Not Second Best // Adoption is a difficult but rewarding road

By Chana Melnick

Adoption was something I always wanted to do, and it was actually part of my conversation during shidduchim. After our shanah rishonah was up, we submitted applications to all the agencies. At the same time, I was also suffering multiple miscarriages. Then one day a friend called and said that she’d received a letter about a lovely little boy who was presented to them for adoption. The problem was that she and her husband had just adopted a child, and weren’t allowed to adopt a second one for another 18 months. That night, she dropped the information about him at our house. The following day, I rang up the social worker in charge of the case. I told her that I probably shouldn’t have known about this adoption (due to privacy issues, although there was no personal information disclosed), but the baby sounded perfect for us.

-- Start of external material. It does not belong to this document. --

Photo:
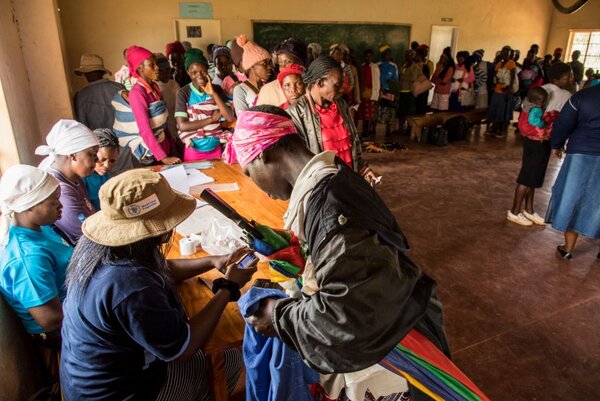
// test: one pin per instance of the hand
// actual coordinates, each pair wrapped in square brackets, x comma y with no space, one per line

To my surprise, she told me that I was supposed to have received his information. I suddenly remembered that we had moved apartments since registering with this agency, and the letter had gone to the wrong address. I knew then that Hashem wanted this baby to be with me.

Thus began our official adoption journey and also our official adoption problems. The first thing we had to do was find a social worker who would write our “home study.” This is a grueling process. Just picture your standard shidduch résumé and multiply that by 100. They ask for your family history. Your medical history. Your struggles. Your health issues. Your family’s health issues. They come and look at your house and ask your friends and coworkers to write page-long reports on you. Then you have to take Parent Resources for Information Development and Education (PRIDE) classes. If you do well on all these interviews and pass the medical tests, you then present this inch-thick file to the social worker who handles the child’s case. Basically, the process is about choosing the right parents for the child, not the right child for the parents (which is how most people think it works).

While we were doing this, however, a lot of people in the community were discouraging us; they kept telling us that it’s better to be childless than to adopt. Adoption is the cause of many problems. I heard so many negative comments that I would sometimes cry myself to sleep. But in my heart, I knew that this was what I always wanted. This was how it had to be.

When I called the social worker to see how the case was progressing, she told me that the baby had had a bris. I felt a pang of longing in my stomach for having missed it. But at that point we were only one of the “candidates” for the adoption. Nothing was secure. Nothing was final. The social worker said to me, “Don’t worry, there will be many more simchahs for him.”